Depends on the point of view. From my point of view, in the world of open source, the mainline client/fork is the elected official, and users are the voters.
Every user or group of users can become/create an elected official by creating a fork of his/their own, and other people can vote for the official by using forked version of software.

Saying that using or not using is equivalent to a vote is far fetched.   It is not a vote.

If you are using it, then you are supporting it. You are trusting it. You are placing your trust and your life in the hands of the software you are using, the same as you do with elected officials.
And there are different choices: Litecoin is one of them. NFTF fork is also a choice (however differences between mainline fork and NFTF are practically negligible).

Sounds like a vote to me.

It is not a vote because the result of a vote is supposed to induce a decision that will concern all participants.   It might sound trivial to remind this, but when Obama was elected, people who voted for Mitt Romney did not gather in a part of the USA to make a separate state.

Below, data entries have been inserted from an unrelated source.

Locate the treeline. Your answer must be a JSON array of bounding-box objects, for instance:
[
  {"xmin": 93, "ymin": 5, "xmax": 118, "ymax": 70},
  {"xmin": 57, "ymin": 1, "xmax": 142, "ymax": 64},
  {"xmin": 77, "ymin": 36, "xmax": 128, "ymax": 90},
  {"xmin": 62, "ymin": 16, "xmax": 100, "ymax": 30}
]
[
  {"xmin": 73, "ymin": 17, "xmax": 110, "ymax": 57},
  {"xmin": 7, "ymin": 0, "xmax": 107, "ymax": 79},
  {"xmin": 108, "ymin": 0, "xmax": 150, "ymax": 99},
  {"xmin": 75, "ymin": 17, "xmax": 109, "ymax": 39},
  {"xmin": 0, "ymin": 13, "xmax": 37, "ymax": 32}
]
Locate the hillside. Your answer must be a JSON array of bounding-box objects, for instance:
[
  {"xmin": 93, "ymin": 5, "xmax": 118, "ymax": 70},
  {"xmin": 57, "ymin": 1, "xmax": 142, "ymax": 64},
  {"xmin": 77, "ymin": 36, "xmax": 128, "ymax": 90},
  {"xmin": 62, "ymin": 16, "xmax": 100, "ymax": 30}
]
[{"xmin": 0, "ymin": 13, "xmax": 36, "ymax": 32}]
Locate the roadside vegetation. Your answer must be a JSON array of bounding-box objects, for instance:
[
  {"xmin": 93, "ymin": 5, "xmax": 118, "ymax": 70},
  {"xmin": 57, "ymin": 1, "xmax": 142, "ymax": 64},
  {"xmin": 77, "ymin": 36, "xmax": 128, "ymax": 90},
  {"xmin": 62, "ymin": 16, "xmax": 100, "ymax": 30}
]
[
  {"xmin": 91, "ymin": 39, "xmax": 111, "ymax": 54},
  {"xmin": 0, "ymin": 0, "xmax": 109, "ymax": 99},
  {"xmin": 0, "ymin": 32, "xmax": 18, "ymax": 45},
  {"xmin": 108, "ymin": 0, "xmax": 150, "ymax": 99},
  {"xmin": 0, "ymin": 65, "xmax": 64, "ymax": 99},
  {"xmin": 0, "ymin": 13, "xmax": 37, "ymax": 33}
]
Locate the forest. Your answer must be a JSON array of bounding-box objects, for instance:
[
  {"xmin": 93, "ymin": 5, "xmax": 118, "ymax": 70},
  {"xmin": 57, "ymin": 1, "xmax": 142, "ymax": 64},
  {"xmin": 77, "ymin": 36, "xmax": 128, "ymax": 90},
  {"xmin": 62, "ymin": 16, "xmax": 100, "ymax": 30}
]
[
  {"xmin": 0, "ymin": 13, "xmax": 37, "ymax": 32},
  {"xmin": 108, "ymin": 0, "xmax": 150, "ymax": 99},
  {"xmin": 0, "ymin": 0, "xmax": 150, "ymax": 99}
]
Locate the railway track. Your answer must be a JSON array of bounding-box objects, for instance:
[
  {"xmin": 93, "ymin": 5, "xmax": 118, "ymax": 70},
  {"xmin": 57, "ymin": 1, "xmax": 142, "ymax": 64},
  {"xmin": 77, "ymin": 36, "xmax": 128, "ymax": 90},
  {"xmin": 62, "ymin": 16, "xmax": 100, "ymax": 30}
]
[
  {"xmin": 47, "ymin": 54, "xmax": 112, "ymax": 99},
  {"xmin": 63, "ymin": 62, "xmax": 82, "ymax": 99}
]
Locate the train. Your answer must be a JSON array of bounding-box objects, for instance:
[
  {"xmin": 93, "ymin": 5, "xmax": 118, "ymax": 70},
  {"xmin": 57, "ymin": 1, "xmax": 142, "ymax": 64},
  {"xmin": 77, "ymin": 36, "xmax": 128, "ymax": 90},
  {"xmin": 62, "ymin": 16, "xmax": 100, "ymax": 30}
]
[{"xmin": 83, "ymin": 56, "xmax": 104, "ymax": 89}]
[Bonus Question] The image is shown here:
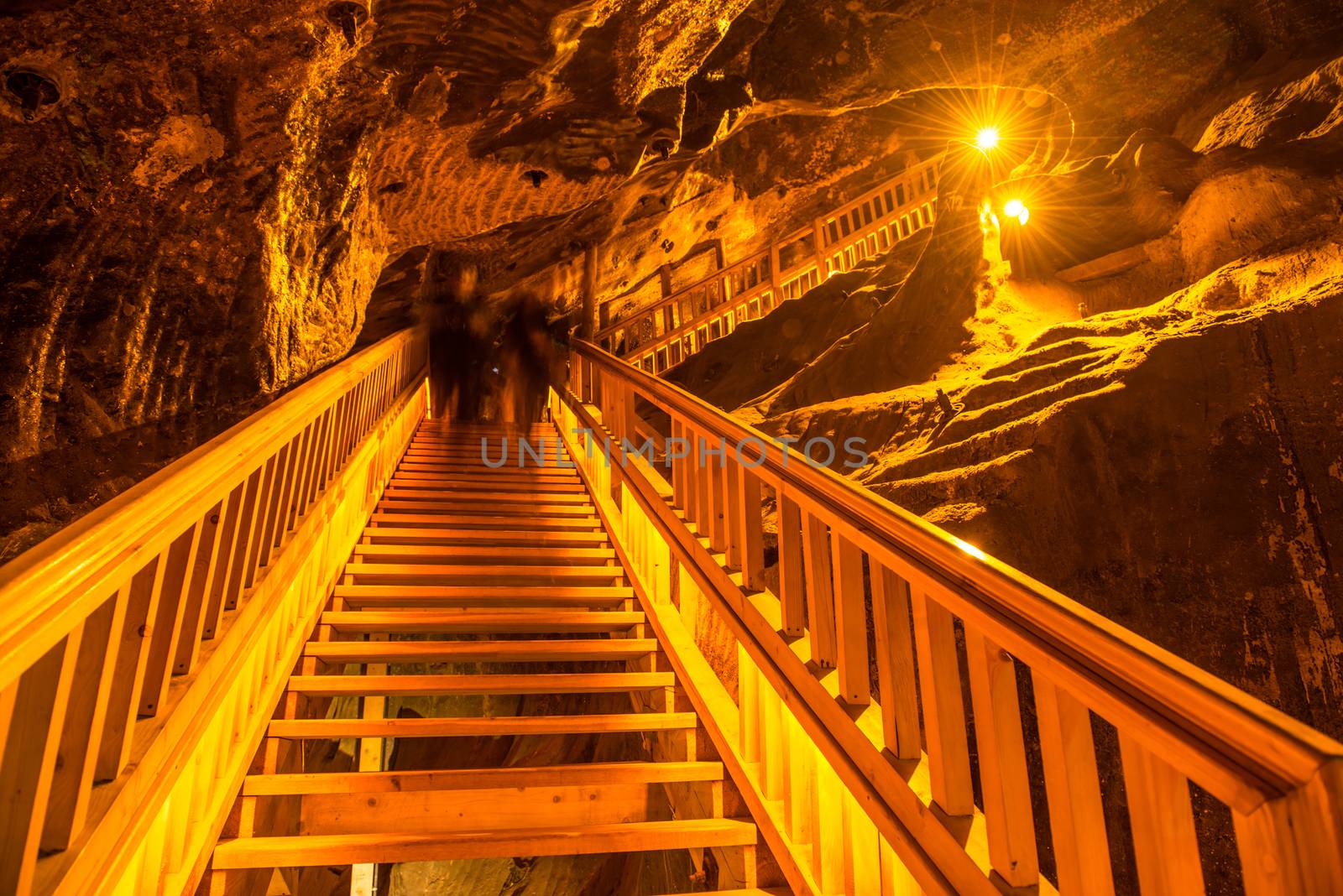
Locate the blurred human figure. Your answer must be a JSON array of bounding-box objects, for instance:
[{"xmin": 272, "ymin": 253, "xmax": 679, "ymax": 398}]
[
  {"xmin": 495, "ymin": 288, "xmax": 562, "ymax": 428},
  {"xmin": 421, "ymin": 258, "xmax": 495, "ymax": 419}
]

Also, a vote is basically a question that is asked to you, and your answer is taken into account with the answers of others.  When you download a software, or when you just use it, you don't have to tell anybody.   People might care about you using it, and your choice might in the end support the developers in some way, but there is no accurate accounting of the number of users and it does not directly affect the decisions of developers.   Really, it has very little to do with what a vote actually is.   It might look like it, but it's more of a metaphor than anything else.
 

Sure, there are some differences, but it still is good enough for me.
Despite that, it may work even better than standard democracy.